チュウイリョクサンマンだと、中学に上がったばかりでちょっとおばかなアリスには難しい言葉でよく言われていたアリスは、偶然蓋をしていないマンホールに落ちてしまったのだ。
─マンホールって、意外と深いんだな。
少しふわふわした思考回路でそう考えていると、何かにぶつかった。どうやら此処がマンホールの底らしい。痛む頭を抑えて起き上がる。
─草原…?
少し、いやかなりズレていると言われるアリスだが、流石に此処が普通でないことくらいは分かる。光が届かないほど深くまで落ちた筈なのに、太陽が見えているのもおかしい。

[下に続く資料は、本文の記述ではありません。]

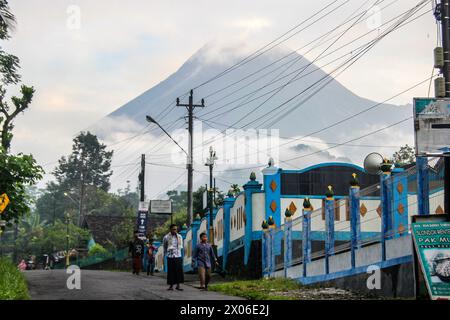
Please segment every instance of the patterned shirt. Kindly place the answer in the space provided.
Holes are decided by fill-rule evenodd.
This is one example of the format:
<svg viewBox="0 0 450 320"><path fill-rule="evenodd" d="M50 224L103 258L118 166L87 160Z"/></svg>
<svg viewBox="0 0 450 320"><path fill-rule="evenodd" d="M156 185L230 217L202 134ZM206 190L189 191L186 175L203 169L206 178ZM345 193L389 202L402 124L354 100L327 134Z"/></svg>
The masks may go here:
<svg viewBox="0 0 450 320"><path fill-rule="evenodd" d="M164 237L164 251L167 258L181 258L181 249L183 248L183 238L178 233L172 235L166 234Z"/></svg>

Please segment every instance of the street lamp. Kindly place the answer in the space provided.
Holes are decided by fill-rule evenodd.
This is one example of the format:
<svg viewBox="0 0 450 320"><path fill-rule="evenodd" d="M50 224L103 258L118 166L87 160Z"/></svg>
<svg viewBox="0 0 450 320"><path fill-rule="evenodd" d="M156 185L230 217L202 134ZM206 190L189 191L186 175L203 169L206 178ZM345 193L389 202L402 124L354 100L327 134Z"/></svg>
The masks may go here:
<svg viewBox="0 0 450 320"><path fill-rule="evenodd" d="M66 268L70 265L70 255L69 255L69 222L70 215L66 213Z"/></svg>
<svg viewBox="0 0 450 320"><path fill-rule="evenodd" d="M146 116L146 119L147 119L148 123L156 124L170 138L170 140L172 140L187 156L187 165L186 165L186 168L188 170L188 190L187 190L187 203L188 203L187 216L188 217L187 218L188 218L188 223L190 223L192 220L192 212L193 212L193 207L194 207L193 200L192 200L192 198L193 198L192 179L190 179L190 178L192 178L192 170L193 170L192 169L192 163L193 163L192 156L189 155L189 153L187 153L186 150L184 150L183 147L180 146L178 144L178 142L174 138L172 138L172 136L155 119L153 119L151 116Z"/></svg>
<svg viewBox="0 0 450 320"><path fill-rule="evenodd" d="M213 167L214 162L218 158L216 157L216 152L213 147L209 147L209 157L206 159L205 166L209 167L209 235L211 238L211 243L214 245L214 226L213 226Z"/></svg>
<svg viewBox="0 0 450 320"><path fill-rule="evenodd" d="M64 192L64 196L67 197L67 198L69 198L70 200L72 200L72 202L75 203L75 204L78 206L78 209L79 209L79 213L78 213L78 224L79 224L79 226L81 226L81 219L82 219L82 215L83 215L83 213L82 213L83 206L82 206L82 204L81 204L81 201L76 201L76 200L74 200L74 199L70 196L70 194L68 194L67 192Z"/></svg>
<svg viewBox="0 0 450 320"><path fill-rule="evenodd" d="M179 144L178 144L178 142L174 139L174 138L172 138L172 136L166 131L166 129L164 129L155 119L153 119L152 117L150 117L150 116L146 116L146 119L147 119L147 122L148 123L154 123L154 124L156 124L173 142L175 142L175 144L178 146L178 147L180 147L180 149L181 150L183 150L183 152L188 156L188 158L189 158L189 154L186 152L186 150L184 150L183 149L183 147L182 146L180 146Z"/></svg>

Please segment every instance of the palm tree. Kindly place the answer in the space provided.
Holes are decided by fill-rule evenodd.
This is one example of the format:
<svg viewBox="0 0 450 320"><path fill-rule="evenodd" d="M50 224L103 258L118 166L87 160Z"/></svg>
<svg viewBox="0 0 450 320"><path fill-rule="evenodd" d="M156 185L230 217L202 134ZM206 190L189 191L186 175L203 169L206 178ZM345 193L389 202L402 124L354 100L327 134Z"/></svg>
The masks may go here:
<svg viewBox="0 0 450 320"><path fill-rule="evenodd" d="M241 188L239 188L239 185L235 183L231 185L231 191L233 192L233 195L236 196L241 192Z"/></svg>
<svg viewBox="0 0 450 320"><path fill-rule="evenodd" d="M7 0L0 0L0 39L9 37L8 31L16 25L16 17L11 13Z"/></svg>
<svg viewBox="0 0 450 320"><path fill-rule="evenodd" d="M25 216L21 223L25 233L33 233L35 230L43 229L46 225L47 221L41 221L41 216L37 212Z"/></svg>

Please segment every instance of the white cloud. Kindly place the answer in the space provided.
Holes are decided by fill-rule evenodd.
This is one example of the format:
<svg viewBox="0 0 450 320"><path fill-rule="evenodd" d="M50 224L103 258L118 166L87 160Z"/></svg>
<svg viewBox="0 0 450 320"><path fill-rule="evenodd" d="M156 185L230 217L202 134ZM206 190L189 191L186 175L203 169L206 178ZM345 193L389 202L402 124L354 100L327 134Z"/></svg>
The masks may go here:
<svg viewBox="0 0 450 320"><path fill-rule="evenodd" d="M2 47L21 58L24 83L34 85L37 90L30 110L16 121L13 149L32 152L44 163L55 161L70 151L72 138L78 131L90 127L106 114L162 81L205 43L211 40L231 46L240 43L242 52L250 52L309 17L326 2L11 2L18 26L13 38L2 43ZM66 9L72 4L81 9L79 30L69 30L66 25ZM356 8L360 4L349 4L340 12L350 12L350 5ZM383 19L397 15L410 6L410 1L401 0L390 8L391 15L383 13ZM307 32L293 37L285 45L298 48L343 19L343 14L330 16L326 23L311 26ZM435 23L430 13L381 42L372 54L355 64L351 72L346 72L338 80L358 95L381 101L410 86L412 80L420 81L430 74L434 34ZM223 63L235 57L231 51L226 55L212 50L205 55L205 58L215 61L221 59ZM311 53L307 57L314 55ZM414 95L426 95L426 91L427 85L424 85L393 102L407 103ZM110 125L124 128L123 132L113 137L116 141L133 135L137 130L127 120ZM126 127L133 128L129 130L131 133L125 132ZM371 128L361 131L356 129L351 132L351 136L368 129ZM389 140L388 132L396 137L395 141ZM411 137L411 130L393 129L377 135L376 139L363 141L403 144L411 143ZM159 139L149 135L147 140L140 140L142 142L133 151L139 153L148 150ZM335 139L345 140L345 137ZM334 157L347 157L349 149L335 148L330 153ZM367 148L360 153L366 151ZM358 162L362 155L348 157ZM127 155L118 154L118 158L123 160ZM322 160L325 159L319 155L308 157L310 163ZM298 163L299 166L304 164L307 162ZM166 174L170 172L160 170ZM159 174L155 174L159 177ZM161 179L165 181L164 174Z"/></svg>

これはひょっとして、所謂『異世界』なのではないか。まるで童話の中の、自分と同じ名前の少女がうさぎ穴から不思議の国に迷い込んだように、自分もマンホールから異世界に迷い込んでしまったのか。だとしたら、もしかしたら帽子屋や白うさぎがいるかもしれない。そう考えたアリスは、まず白うさぎを探すことにした。
この世界に存在する『魔物』の脅威も世界に蔓延る仄暗い感情も存在することすら知らぬ無知で無垢な少女の、第1歩だった。